Armenia has been considered the «Silicon Valley» of the Soviet Union. The first computer has been created and assembled in Armenia in 1960. Today, in advancement of the private sector, we have declared our objective of seeing Armenia as a provider of intellectual services. This Summit is important to us, since we look forward to establish common rules of the game in the field we emphasize in advancement of our economy. Today the software and IT services comprise 1.7% of Armenia's GDP. That places Armenia among IT high growth countries.

We have prioritized IT as one of the prospective fields for cooperation with the EU. Our "E-Caucasus" initiative is already in process with support of European counterparts. The regional European Academy is established in Yerevan.

An IT Council under the Prime Minister comprised of various ministries, private companies, academia and NGOs has already drawn the IT sector development master plan. Currently the work is underway for developing it into a comprehensive strategy. Among the firsts we have implemented e-visa program, and continue with e-consular services. These initiatives are especially useful for a nation with many migrant workers, and a large Diaspora. Ahead of the initiatives of this Summit we have initiated Diaspora networks. The «Silicon Armenia)) portal allows for the active involvement of Diaspora in advancing ICTs in Armenia.

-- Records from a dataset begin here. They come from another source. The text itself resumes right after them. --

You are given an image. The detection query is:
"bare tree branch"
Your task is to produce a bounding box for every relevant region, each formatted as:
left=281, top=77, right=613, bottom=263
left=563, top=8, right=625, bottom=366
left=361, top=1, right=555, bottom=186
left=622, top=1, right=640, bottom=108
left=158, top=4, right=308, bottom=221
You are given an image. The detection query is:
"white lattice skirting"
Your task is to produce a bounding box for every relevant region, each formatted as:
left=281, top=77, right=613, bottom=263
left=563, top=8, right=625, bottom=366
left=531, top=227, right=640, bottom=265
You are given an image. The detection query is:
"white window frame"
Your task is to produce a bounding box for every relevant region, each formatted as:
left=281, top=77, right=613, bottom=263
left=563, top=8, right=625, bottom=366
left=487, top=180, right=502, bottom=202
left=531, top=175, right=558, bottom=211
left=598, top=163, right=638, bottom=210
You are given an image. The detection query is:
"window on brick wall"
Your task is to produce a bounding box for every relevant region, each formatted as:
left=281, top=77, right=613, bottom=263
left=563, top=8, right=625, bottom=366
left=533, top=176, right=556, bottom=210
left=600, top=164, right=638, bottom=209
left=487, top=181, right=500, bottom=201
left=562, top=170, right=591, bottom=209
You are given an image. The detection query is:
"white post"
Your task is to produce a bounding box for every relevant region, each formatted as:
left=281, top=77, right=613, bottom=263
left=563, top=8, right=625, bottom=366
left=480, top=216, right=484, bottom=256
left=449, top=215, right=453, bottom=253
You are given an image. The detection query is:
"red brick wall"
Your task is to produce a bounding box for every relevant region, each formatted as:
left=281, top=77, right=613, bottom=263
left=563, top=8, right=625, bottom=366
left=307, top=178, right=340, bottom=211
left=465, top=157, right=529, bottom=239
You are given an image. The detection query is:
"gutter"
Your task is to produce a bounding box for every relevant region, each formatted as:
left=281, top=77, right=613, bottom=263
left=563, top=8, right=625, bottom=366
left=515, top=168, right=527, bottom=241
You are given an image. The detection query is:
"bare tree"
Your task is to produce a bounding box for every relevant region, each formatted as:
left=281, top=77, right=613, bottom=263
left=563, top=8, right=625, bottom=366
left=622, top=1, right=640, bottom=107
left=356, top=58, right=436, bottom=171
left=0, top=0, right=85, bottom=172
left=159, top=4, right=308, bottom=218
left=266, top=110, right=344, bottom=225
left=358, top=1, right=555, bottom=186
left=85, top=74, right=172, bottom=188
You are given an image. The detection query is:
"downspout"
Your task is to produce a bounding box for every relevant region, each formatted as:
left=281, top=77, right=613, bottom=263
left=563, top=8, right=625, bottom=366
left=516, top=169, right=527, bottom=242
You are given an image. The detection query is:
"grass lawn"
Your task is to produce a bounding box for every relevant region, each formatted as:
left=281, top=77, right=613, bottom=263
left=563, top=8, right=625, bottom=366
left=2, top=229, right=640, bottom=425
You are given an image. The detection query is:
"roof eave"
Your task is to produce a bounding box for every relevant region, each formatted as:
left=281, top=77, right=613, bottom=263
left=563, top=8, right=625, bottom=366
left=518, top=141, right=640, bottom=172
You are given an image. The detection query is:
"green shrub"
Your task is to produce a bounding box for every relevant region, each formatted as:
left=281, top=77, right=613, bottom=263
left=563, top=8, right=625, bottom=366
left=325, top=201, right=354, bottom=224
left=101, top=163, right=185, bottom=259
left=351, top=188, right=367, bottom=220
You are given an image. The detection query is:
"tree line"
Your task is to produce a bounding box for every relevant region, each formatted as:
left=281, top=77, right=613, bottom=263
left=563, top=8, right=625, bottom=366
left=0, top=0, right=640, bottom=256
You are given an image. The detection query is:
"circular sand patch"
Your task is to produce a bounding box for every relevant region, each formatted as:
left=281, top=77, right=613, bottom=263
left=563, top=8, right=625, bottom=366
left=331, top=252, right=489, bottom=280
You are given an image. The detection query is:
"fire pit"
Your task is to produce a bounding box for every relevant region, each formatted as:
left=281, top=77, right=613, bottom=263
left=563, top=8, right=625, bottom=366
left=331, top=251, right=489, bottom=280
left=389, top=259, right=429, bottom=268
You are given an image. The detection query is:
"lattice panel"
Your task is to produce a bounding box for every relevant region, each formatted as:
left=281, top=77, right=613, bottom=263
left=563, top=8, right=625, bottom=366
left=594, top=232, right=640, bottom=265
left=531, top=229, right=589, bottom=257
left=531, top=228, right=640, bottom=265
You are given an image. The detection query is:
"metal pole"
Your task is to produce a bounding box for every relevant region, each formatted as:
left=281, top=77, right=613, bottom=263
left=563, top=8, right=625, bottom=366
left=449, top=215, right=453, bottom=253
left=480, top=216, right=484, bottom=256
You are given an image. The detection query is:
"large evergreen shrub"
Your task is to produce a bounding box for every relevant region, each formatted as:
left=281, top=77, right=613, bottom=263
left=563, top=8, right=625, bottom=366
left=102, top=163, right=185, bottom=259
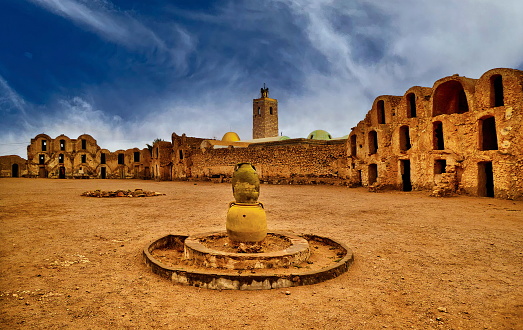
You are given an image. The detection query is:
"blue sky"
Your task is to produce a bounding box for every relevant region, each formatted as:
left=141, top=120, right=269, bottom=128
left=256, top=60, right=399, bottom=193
left=0, top=0, right=523, bottom=157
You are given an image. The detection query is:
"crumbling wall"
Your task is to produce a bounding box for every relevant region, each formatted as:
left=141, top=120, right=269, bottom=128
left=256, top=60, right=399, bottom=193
left=348, top=69, right=523, bottom=199
left=186, top=139, right=347, bottom=184
left=0, top=155, right=28, bottom=178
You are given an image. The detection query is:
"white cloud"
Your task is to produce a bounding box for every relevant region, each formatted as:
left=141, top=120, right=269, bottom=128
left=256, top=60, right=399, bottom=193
left=0, top=76, right=25, bottom=117
left=28, top=0, right=196, bottom=72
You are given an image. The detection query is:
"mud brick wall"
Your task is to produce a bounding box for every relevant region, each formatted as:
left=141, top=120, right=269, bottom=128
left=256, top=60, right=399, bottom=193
left=347, top=69, right=523, bottom=199
left=187, top=141, right=346, bottom=183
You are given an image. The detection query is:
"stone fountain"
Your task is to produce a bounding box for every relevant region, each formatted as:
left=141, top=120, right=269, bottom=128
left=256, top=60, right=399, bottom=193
left=143, top=163, right=354, bottom=290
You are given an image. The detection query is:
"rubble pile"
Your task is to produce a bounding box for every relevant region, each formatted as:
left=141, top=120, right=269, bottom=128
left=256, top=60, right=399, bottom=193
left=82, top=189, right=165, bottom=197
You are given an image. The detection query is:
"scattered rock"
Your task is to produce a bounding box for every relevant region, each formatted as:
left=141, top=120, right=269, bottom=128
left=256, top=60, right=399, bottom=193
left=81, top=189, right=165, bottom=197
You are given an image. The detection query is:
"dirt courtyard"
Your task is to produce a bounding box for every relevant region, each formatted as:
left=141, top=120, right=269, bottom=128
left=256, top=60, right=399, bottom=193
left=0, top=178, right=523, bottom=329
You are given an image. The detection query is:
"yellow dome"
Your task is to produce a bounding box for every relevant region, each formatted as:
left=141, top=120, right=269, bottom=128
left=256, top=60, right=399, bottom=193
left=222, top=132, right=240, bottom=142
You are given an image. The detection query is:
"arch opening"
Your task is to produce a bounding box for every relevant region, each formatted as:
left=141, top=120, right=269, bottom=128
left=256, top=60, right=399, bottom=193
left=490, top=74, right=505, bottom=107
left=478, top=162, right=494, bottom=197
left=432, top=121, right=445, bottom=150
left=478, top=116, right=498, bottom=150
left=368, top=131, right=378, bottom=155
left=399, top=125, right=412, bottom=152
left=432, top=80, right=469, bottom=116
left=376, top=100, right=386, bottom=124
left=368, top=164, right=378, bottom=186
left=407, top=93, right=417, bottom=118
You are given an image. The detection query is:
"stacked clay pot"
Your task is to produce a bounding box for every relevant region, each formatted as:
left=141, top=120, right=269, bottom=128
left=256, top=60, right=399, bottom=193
left=226, top=163, right=267, bottom=244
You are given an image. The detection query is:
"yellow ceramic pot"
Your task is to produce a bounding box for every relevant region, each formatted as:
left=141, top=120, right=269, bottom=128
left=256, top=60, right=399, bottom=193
left=226, top=202, right=267, bottom=243
left=231, top=163, right=260, bottom=203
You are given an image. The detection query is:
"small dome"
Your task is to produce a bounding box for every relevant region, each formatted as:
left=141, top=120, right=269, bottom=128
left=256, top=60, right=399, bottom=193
left=222, top=132, right=240, bottom=142
left=307, top=129, right=332, bottom=140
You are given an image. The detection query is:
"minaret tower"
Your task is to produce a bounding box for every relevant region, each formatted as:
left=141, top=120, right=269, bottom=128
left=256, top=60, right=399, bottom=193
left=252, top=84, right=278, bottom=139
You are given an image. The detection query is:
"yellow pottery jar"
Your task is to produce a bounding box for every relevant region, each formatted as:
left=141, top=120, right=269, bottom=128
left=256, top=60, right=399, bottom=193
left=226, top=202, right=267, bottom=243
left=231, top=163, right=260, bottom=203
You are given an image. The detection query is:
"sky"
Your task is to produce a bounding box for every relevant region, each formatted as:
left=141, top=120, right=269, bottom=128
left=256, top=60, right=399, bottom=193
left=0, top=0, right=523, bottom=158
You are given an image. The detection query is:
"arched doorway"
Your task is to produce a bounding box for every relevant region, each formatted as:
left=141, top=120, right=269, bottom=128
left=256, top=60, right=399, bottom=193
left=58, top=166, right=65, bottom=179
left=400, top=159, right=412, bottom=191
left=11, top=164, right=20, bottom=178
left=432, top=80, right=469, bottom=116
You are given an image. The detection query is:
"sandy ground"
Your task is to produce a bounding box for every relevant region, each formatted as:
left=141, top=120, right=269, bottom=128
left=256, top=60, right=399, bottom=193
left=0, top=178, right=523, bottom=329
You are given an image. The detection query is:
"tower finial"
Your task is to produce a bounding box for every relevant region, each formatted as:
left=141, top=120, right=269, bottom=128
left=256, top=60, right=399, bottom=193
left=260, top=83, right=269, bottom=97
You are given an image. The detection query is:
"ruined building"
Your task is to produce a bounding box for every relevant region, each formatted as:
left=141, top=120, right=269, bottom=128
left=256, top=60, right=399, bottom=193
left=0, top=68, right=523, bottom=199
left=21, top=134, right=151, bottom=179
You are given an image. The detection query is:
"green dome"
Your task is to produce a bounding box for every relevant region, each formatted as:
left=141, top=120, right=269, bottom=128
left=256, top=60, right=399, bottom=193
left=307, top=129, right=332, bottom=140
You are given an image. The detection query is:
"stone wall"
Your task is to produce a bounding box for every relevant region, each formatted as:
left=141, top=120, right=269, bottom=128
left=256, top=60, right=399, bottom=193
left=0, top=155, right=28, bottom=178
left=175, top=139, right=347, bottom=184
left=27, top=134, right=150, bottom=179
left=348, top=69, right=523, bottom=199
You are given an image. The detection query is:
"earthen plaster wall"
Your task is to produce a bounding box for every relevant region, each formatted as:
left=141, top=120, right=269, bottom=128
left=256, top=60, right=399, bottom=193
left=184, top=139, right=347, bottom=183
left=348, top=69, right=523, bottom=199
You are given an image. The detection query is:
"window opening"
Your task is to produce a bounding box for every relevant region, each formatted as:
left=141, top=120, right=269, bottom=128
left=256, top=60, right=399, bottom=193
left=377, top=100, right=385, bottom=124
left=350, top=134, right=358, bottom=157
left=433, top=80, right=469, bottom=116
left=11, top=164, right=18, bottom=178
left=478, top=162, right=494, bottom=197
left=490, top=74, right=505, bottom=107
left=400, top=159, right=412, bottom=191
left=407, top=93, right=416, bottom=118
left=369, top=131, right=378, bottom=155
left=432, top=121, right=445, bottom=150
left=400, top=126, right=411, bottom=152
left=369, top=164, right=378, bottom=186
left=58, top=166, right=65, bottom=179
left=434, top=159, right=447, bottom=174
left=479, top=117, right=498, bottom=150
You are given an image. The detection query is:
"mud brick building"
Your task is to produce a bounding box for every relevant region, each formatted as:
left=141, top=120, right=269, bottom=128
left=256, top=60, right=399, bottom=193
left=21, top=134, right=151, bottom=179
left=348, top=69, right=523, bottom=199
left=0, top=68, right=523, bottom=199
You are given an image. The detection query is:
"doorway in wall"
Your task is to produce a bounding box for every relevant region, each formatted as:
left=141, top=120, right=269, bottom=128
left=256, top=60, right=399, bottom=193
left=58, top=166, right=65, bottom=179
left=400, top=159, right=412, bottom=191
left=368, top=164, right=378, bottom=186
left=478, top=162, right=494, bottom=197
left=11, top=164, right=19, bottom=178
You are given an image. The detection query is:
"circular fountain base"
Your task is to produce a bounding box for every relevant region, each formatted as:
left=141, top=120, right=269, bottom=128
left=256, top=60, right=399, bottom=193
left=143, top=233, right=354, bottom=290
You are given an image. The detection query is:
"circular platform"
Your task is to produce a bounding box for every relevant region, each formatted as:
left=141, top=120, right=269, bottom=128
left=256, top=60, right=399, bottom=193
left=184, top=233, right=310, bottom=269
left=143, top=233, right=354, bottom=290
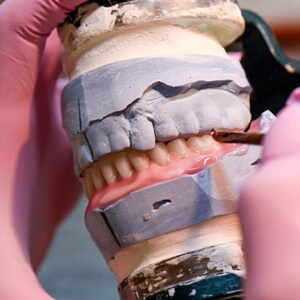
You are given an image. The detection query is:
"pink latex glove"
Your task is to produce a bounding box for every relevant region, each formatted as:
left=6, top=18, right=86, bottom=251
left=240, top=89, right=300, bottom=300
left=0, top=0, right=84, bottom=300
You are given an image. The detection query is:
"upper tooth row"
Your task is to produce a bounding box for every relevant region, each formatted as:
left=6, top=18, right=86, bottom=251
left=86, top=89, right=251, bottom=161
left=83, top=135, right=217, bottom=197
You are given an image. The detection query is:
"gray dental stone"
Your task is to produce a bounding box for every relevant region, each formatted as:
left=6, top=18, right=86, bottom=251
left=62, top=55, right=251, bottom=132
left=86, top=116, right=130, bottom=160
left=63, top=56, right=251, bottom=175
left=130, top=114, right=155, bottom=151
left=67, top=132, right=94, bottom=176
left=85, top=141, right=262, bottom=260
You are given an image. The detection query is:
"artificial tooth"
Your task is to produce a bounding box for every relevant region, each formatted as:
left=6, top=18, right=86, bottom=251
left=149, top=143, right=169, bottom=166
left=98, top=157, right=117, bottom=184
left=128, top=149, right=149, bottom=171
left=111, top=152, right=133, bottom=179
left=187, top=135, right=216, bottom=154
left=167, top=139, right=188, bottom=158
left=83, top=169, right=96, bottom=199
left=89, top=163, right=106, bottom=190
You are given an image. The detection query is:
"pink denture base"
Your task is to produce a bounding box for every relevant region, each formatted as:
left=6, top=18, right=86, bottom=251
left=86, top=121, right=261, bottom=213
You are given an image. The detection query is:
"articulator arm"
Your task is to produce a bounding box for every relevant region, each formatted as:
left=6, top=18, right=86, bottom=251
left=237, top=10, right=300, bottom=119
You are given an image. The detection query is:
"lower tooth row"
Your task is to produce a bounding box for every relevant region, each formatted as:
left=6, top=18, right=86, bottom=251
left=83, top=135, right=217, bottom=197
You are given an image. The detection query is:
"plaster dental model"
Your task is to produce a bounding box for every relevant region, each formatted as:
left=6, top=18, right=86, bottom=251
left=59, top=0, right=268, bottom=299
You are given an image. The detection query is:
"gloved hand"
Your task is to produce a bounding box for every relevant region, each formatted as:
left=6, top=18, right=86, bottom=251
left=0, top=0, right=84, bottom=300
left=240, top=88, right=300, bottom=300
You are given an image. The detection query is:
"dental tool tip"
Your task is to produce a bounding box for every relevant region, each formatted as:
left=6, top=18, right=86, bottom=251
left=211, top=129, right=265, bottom=145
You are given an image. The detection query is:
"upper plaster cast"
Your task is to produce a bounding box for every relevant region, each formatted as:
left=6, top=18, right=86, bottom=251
left=62, top=55, right=251, bottom=175
left=59, top=0, right=244, bottom=78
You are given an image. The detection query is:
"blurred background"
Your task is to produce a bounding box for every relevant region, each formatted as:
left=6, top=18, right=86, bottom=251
left=0, top=0, right=300, bottom=300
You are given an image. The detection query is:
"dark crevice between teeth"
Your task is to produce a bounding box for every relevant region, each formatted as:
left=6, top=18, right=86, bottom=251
left=65, top=0, right=129, bottom=28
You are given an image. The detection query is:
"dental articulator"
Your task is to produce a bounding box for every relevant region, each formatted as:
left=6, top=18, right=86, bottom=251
left=59, top=0, right=300, bottom=300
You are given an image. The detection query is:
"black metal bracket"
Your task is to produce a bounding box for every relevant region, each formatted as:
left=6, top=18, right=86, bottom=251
left=237, top=10, right=300, bottom=119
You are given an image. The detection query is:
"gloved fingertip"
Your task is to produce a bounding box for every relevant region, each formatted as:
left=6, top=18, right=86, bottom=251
left=262, top=99, right=300, bottom=164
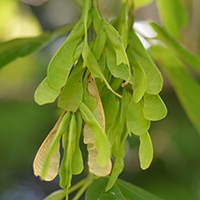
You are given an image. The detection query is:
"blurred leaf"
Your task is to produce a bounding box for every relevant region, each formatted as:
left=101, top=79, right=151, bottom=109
left=139, top=132, right=153, bottom=170
left=0, top=33, right=53, bottom=69
left=86, top=178, right=162, bottom=200
left=0, top=23, right=74, bottom=69
left=150, top=46, right=200, bottom=132
left=44, top=190, right=66, bottom=200
left=157, top=0, right=187, bottom=37
left=134, top=0, right=154, bottom=9
left=150, top=22, right=200, bottom=74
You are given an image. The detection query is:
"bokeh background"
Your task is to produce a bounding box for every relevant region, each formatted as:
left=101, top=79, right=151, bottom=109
left=0, top=0, right=200, bottom=200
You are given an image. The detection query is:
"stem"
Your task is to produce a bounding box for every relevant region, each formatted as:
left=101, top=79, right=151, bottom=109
left=53, top=21, right=77, bottom=37
left=68, top=178, right=88, bottom=194
left=92, top=0, right=103, bottom=19
left=73, top=177, right=94, bottom=200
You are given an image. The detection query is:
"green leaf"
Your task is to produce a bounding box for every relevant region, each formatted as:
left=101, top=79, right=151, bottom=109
left=41, top=112, right=71, bottom=179
left=156, top=0, right=187, bottom=37
left=0, top=33, right=54, bottom=68
left=58, top=60, right=85, bottom=112
left=93, top=25, right=106, bottom=60
left=106, top=43, right=133, bottom=84
left=130, top=30, right=163, bottom=94
left=0, top=23, right=74, bottom=69
left=104, top=21, right=131, bottom=86
left=119, top=3, right=128, bottom=49
left=59, top=113, right=76, bottom=191
left=126, top=100, right=150, bottom=135
left=34, top=77, right=60, bottom=105
left=105, top=130, right=128, bottom=191
left=150, top=46, right=200, bottom=133
left=150, top=22, right=200, bottom=74
left=127, top=46, right=147, bottom=103
left=134, top=0, right=153, bottom=9
left=86, top=177, right=163, bottom=200
left=83, top=46, right=121, bottom=98
left=44, top=190, right=66, bottom=200
left=139, top=132, right=153, bottom=170
left=47, top=36, right=80, bottom=90
left=143, top=93, right=167, bottom=121
left=72, top=110, right=84, bottom=174
left=79, top=103, right=111, bottom=167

There is another reason we are here. In our part of world, soviet thinking continues to hamper smooth transition to an engaged society. Technologies help us change old assumptions. They force service users and providers in public and private sectors to simplify procedures. By this we get closer to a society of equals.

Ladies and gentlemen,

We are here not as technicians who expand and broaden the capabilities of technologies. We are here as leaders who wish to use the potential to strengthen democratic societies, transparent and accountable government. Providing good education, good health services and good governance is every state's responsibility. It is evident that e-Education, e-Health and e-Governance can serve and shall be employed as efficient tools in that domain.

Armenia's ambitious plan is to assure connectivity for all our schools in three years.

Rapid development often leaves behind parts of society. IT revolution has not been an exception. While some speed up Internet access and upgrade computers, many are left without a regular telephone line. That digital divide deepens economic and social gaps. We are here to jointly insure connectivity and computerization for all.

That responsibility is not government's alone. NGOs, academia, media, and donor organizations shall employ applications based on new technologies as a tool for development. It will help to diminish the digital divide between and within nations.

Last but not least, in regions like ours, where political relations among neighbors are less than ideal, we look for information technology to build a virtual community of nations. Professionals and students shall be able to communicate and cooperate. This will force governments to follow and truly appreciate the potential of the information society: cooperation and development across borders without physical obstacles.

I wish all of us success in this essential endeavor. Thank you.